There is so much attention on oil prices that it seems like CNBC has become the Energy Channel. It is not surprising. The energy "sector" is up over 20% on the year and also accounts for the largest segment of earnings growth. The S&P uses the term "sector" as it is defined in Morgan Stanley Capital International’s Global Industry Classification Standard (GICS).
Many — perhaps most — of those in the parade of talking heads on CNBC, and online pundits as well, talk about energy in this same broad fashion. Everyone wants to act informed, including those who paid little attention to energy stocks before this year. The result is that nearly everyone says things like "You have to own energy," or "We like the energy names," or "We have been doing well in energy."
Our own sector definitions are much narrower, more like the sub-industries in the GICS system. For trading purposes these definitions are much sharper. Here’s why.

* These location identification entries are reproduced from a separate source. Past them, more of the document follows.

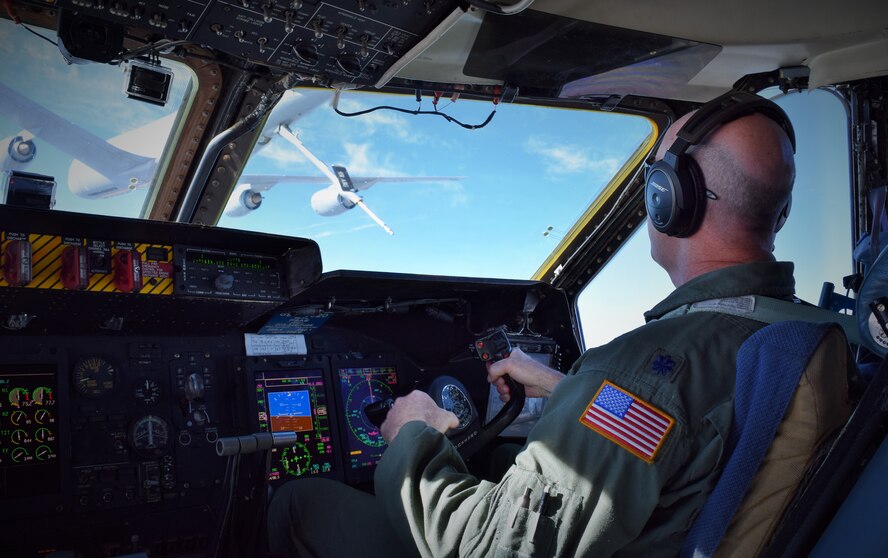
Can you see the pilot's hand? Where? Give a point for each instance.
(539, 380)
(416, 405)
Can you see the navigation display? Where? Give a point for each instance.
(29, 426)
(360, 387)
(295, 400)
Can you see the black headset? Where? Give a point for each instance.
(675, 192)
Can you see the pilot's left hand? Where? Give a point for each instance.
(416, 405)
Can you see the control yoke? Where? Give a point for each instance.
(450, 394)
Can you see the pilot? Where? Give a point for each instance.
(633, 436)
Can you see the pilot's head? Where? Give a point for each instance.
(746, 173)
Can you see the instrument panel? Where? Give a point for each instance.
(348, 41)
(113, 402)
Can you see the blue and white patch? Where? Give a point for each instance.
(664, 364)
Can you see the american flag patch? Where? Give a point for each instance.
(628, 421)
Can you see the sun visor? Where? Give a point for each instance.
(538, 51)
(662, 76)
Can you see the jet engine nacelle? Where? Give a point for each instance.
(19, 151)
(243, 200)
(330, 201)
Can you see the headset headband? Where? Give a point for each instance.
(721, 110)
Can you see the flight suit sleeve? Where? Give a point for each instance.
(427, 492)
(599, 504)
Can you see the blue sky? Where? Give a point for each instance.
(528, 170)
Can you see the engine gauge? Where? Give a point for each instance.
(147, 391)
(149, 436)
(296, 460)
(359, 396)
(94, 377)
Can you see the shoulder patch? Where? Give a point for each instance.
(664, 364)
(626, 420)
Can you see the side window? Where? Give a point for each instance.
(817, 236)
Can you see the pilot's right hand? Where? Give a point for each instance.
(538, 379)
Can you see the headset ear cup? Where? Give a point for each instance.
(659, 196)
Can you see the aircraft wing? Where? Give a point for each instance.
(82, 145)
(364, 182)
(264, 182)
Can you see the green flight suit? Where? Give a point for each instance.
(573, 491)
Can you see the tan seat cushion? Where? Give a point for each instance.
(819, 406)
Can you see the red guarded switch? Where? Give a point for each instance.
(17, 263)
(75, 268)
(127, 271)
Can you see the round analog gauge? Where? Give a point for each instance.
(147, 391)
(359, 396)
(457, 402)
(149, 436)
(94, 377)
(296, 460)
(42, 396)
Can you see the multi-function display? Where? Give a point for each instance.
(29, 440)
(295, 401)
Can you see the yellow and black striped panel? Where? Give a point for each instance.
(46, 264)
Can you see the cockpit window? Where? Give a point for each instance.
(76, 123)
(493, 201)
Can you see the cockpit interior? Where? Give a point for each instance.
(179, 339)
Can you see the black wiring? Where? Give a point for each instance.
(44, 37)
(418, 112)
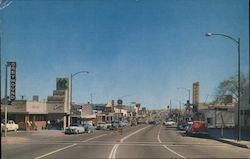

The broad energy sector as defined in the GICS system includes a wide range of companies including the following:
- Companies that own oil reserves
- Companies that explore for oil
- Companies that build exploration equipment
- Natural gas and pipeline companies
- Refiners – who buy oil from others and sell a finished product
- Shippers – who transport either crude or refined products
- Large integrated oil companies who do most or all of these things
The S&P 500 includes 28 companies covering the gamut listed above.
These companies do not all benefit in the same way from changes in oil prices. Those that have large reserves will benefit from higher long-term prices when they sell the reserves. More important for stock valuation is the impact on earnings. A spike in prices may be good for the integrated companies, but have no real implications for the drillers or oil services companies.